You can't delete a damaged layer, but you can merge it with subsequent layers. A damaged layer is missing information which subsequent layers may have recaptured. Personally, I'd leave this layer alone until 1.2 is available. I've recently made significant enhancements and fixed a number of bugs related to the repair, merging, and recapturing of items with damaged layers.
Last night I had a verify with the "icon reference" error, followed by a successful capture. (Why doesn't a verify failure prevent further unattended actions on an archive?)
This is somewhat of semantic decision. The Verify opens the archive read-only, so (by definition) it can't modify the archive in any way, which would include changing it so that subsequent actions wouldn't run.
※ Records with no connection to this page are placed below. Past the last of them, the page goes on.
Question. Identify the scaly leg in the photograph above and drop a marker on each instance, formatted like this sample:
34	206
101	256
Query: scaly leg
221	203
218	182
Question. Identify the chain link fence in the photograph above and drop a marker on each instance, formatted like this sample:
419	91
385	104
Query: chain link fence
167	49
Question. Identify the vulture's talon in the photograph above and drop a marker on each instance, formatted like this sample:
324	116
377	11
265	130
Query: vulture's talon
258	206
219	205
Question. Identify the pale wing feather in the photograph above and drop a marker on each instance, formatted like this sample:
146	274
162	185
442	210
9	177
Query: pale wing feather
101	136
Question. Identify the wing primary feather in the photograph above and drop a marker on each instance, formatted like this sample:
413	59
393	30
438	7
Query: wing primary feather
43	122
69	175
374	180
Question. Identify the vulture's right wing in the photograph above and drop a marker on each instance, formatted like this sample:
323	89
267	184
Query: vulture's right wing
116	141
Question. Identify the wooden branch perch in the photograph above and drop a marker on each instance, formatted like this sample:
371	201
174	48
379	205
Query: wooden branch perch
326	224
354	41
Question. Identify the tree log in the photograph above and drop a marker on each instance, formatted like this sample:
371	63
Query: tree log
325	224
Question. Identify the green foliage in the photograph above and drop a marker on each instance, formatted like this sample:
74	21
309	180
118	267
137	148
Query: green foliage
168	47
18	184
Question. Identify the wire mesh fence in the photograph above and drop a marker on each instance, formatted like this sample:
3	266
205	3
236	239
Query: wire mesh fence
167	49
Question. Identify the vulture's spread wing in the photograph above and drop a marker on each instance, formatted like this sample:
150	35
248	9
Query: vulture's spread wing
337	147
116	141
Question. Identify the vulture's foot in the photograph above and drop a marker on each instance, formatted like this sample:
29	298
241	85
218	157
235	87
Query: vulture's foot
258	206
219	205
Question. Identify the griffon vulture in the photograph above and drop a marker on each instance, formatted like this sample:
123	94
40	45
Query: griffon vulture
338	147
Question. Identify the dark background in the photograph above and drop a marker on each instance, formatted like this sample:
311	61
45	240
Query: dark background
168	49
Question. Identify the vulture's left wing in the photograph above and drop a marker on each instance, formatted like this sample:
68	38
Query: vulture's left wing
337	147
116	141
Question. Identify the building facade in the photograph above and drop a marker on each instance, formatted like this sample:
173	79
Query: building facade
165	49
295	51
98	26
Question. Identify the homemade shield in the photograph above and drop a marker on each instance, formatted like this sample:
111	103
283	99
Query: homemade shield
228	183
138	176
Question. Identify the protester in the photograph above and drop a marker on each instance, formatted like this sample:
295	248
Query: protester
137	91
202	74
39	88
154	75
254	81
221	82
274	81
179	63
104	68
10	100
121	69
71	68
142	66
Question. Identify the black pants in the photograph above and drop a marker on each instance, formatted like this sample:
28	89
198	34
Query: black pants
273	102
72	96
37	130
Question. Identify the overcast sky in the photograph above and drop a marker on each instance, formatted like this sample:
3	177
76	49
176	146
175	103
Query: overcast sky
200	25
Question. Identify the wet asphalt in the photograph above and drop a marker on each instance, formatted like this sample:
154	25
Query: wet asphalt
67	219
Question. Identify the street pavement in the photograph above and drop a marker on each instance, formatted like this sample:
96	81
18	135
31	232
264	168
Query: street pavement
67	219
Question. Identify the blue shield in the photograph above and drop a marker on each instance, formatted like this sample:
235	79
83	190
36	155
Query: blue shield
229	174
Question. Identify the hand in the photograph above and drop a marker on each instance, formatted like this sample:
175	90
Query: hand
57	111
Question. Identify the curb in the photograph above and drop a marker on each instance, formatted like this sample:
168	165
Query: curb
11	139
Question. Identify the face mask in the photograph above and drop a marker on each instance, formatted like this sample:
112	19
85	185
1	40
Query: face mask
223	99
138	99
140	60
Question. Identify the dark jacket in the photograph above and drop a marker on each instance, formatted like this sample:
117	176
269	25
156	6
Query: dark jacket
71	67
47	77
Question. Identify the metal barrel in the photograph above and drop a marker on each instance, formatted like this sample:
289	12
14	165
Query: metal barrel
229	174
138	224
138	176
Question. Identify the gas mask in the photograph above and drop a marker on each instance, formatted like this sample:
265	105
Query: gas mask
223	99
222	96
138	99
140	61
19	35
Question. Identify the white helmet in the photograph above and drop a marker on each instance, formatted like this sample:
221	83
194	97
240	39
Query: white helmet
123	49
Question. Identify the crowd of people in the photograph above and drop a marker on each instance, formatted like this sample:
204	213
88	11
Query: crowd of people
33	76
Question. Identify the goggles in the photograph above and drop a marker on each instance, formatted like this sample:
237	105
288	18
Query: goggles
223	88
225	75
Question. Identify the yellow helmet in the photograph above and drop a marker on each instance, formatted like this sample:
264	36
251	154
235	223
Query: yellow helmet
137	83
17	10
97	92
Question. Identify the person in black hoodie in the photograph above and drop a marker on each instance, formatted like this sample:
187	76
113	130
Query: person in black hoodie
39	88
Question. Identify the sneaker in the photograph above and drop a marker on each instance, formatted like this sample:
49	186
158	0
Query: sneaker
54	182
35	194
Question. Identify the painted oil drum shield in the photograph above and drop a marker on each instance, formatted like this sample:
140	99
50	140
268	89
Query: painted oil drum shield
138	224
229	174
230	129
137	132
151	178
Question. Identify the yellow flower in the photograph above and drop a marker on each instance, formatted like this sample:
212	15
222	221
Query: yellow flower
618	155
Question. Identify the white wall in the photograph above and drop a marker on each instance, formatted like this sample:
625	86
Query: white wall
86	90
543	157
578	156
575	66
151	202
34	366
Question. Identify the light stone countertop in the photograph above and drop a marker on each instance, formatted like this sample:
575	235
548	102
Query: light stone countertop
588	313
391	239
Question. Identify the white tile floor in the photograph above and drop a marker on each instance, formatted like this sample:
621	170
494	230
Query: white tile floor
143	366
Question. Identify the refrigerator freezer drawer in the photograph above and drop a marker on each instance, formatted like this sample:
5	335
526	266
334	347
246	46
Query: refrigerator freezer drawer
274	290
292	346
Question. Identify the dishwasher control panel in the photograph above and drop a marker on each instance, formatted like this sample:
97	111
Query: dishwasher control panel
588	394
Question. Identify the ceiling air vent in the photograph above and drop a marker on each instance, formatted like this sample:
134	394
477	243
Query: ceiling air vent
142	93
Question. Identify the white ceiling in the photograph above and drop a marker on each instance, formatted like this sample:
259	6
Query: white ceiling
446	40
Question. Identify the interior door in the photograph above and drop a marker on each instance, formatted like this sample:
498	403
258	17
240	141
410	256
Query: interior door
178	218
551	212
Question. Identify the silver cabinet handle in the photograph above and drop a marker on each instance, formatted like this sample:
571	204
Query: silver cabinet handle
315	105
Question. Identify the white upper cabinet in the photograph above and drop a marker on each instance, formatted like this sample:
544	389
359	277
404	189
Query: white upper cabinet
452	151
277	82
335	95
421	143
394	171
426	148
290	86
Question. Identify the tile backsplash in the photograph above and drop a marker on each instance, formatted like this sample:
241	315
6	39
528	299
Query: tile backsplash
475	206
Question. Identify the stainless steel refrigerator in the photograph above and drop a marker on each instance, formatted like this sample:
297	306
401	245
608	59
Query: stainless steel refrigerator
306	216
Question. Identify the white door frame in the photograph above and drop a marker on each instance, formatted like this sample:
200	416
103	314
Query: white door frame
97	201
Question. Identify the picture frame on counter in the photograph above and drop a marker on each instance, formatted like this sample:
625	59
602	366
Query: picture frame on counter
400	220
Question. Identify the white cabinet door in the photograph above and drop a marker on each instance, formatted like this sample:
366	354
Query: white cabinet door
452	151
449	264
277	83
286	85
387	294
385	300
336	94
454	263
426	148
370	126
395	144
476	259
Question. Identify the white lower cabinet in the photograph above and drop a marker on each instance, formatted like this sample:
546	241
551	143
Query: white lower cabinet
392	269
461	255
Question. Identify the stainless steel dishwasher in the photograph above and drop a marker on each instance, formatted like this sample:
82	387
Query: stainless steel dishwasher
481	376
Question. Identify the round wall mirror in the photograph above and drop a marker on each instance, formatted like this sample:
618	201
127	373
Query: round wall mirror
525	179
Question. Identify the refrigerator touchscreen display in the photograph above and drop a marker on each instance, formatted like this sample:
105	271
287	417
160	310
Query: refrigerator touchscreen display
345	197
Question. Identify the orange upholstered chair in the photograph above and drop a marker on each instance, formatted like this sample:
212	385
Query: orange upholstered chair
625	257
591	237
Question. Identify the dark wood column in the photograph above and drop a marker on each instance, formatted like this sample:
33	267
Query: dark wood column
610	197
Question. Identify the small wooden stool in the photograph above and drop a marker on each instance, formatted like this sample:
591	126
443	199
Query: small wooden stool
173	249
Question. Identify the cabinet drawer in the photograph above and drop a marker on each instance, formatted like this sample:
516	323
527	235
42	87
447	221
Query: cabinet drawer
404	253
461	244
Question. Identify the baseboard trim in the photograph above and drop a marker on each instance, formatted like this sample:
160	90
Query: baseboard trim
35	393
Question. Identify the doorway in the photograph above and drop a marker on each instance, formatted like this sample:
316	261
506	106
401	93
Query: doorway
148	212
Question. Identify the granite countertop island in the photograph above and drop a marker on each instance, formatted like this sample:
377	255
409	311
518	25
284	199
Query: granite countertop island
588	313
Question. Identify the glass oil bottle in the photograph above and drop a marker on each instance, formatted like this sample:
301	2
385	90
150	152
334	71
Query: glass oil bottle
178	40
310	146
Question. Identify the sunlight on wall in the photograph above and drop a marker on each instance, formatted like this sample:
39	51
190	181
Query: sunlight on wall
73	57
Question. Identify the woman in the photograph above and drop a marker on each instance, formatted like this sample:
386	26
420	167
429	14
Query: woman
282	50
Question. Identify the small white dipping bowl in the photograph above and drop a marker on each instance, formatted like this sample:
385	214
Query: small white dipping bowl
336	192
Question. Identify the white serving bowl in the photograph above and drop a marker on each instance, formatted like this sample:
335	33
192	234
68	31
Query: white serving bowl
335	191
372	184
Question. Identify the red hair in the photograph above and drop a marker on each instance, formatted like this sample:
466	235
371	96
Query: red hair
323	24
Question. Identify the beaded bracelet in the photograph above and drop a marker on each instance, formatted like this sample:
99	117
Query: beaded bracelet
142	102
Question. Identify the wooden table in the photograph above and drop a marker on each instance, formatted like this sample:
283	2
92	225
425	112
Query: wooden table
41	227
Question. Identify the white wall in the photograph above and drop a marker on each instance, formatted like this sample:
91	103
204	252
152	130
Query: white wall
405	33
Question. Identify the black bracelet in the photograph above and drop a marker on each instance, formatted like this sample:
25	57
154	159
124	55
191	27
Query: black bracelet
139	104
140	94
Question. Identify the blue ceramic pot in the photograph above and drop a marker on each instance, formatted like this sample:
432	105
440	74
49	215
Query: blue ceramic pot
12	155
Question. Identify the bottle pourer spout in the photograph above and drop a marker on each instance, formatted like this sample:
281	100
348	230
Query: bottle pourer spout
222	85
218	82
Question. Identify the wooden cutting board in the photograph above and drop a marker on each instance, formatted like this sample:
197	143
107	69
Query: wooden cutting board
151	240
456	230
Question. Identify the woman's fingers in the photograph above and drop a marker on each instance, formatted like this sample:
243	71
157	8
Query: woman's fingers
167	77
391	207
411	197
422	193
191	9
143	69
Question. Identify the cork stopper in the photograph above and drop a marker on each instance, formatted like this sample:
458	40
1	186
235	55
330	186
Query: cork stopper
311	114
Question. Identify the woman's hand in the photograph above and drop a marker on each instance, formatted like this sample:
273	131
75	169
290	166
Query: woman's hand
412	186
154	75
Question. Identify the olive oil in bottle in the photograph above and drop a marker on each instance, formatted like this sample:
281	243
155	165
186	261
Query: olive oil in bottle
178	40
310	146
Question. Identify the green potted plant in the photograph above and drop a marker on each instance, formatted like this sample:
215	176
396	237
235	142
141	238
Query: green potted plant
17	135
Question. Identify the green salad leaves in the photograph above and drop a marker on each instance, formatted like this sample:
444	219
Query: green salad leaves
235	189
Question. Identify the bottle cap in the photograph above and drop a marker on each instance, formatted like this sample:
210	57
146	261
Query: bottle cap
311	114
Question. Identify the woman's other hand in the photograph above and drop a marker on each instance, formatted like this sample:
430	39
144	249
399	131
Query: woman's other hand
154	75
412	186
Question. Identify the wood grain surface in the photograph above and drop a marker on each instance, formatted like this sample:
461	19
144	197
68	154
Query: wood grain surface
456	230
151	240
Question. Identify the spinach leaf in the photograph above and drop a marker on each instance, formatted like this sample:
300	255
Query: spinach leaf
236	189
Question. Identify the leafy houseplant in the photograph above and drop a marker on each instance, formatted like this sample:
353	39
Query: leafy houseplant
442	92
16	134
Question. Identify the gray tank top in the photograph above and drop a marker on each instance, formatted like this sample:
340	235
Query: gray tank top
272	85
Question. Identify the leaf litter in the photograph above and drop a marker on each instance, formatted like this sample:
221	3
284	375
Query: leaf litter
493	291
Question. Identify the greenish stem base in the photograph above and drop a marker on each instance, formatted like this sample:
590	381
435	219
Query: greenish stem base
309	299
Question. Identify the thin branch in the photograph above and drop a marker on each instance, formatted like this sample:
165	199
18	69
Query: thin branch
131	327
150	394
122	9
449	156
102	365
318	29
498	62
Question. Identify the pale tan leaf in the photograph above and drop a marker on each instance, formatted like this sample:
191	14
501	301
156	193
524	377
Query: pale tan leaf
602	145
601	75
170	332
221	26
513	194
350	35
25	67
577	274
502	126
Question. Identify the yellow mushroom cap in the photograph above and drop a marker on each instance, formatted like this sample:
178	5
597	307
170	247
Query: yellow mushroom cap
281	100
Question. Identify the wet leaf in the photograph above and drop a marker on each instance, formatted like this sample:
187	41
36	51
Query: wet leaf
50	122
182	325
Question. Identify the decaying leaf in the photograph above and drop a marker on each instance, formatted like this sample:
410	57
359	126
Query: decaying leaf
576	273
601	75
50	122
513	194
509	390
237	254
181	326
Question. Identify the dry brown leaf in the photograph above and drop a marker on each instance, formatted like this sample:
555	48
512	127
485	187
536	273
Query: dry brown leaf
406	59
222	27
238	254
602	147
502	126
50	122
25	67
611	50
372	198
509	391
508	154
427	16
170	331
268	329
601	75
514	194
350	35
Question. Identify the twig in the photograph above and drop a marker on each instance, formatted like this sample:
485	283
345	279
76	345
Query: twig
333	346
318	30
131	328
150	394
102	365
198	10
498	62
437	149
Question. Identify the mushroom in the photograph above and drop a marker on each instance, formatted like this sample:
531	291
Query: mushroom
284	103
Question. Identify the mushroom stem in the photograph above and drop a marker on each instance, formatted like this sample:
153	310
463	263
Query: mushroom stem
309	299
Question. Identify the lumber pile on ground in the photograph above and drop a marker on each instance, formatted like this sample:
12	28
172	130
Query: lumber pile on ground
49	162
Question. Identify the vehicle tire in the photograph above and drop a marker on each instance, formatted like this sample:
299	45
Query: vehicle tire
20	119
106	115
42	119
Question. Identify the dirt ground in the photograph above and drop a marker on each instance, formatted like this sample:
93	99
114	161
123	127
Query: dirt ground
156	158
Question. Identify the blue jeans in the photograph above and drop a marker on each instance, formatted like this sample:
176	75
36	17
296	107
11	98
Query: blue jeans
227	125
And in your case it's a good thing, because the verify is reporting an error that repair won't fix, so you'd really be stuck if verify made your archive unusable.
In general, actions like capture, compact, and merge check what they need to check as they work. If anything is amiss, they will immediately stop using the archive to avoid corrupting the data in the archive. But if they don't encounter any problems, then more than likely they haven't made anything worse than it already was.
Previous to that I had a compact fail on the same archive with:
could not create lock file
Path: /Volumes/XXX/xxx.quanta/lock
Permissions: 0x0180
That's usually a permissions problem, but not always. Without the error code reported I can only guess.
The rest of the errors you report are typically caused by a corrupted volume or transient communication errors. I would suggest that you repair the volume using Disk Utility or your favorite drive repair software. If the repair reports any problems, then verify/repair the archive.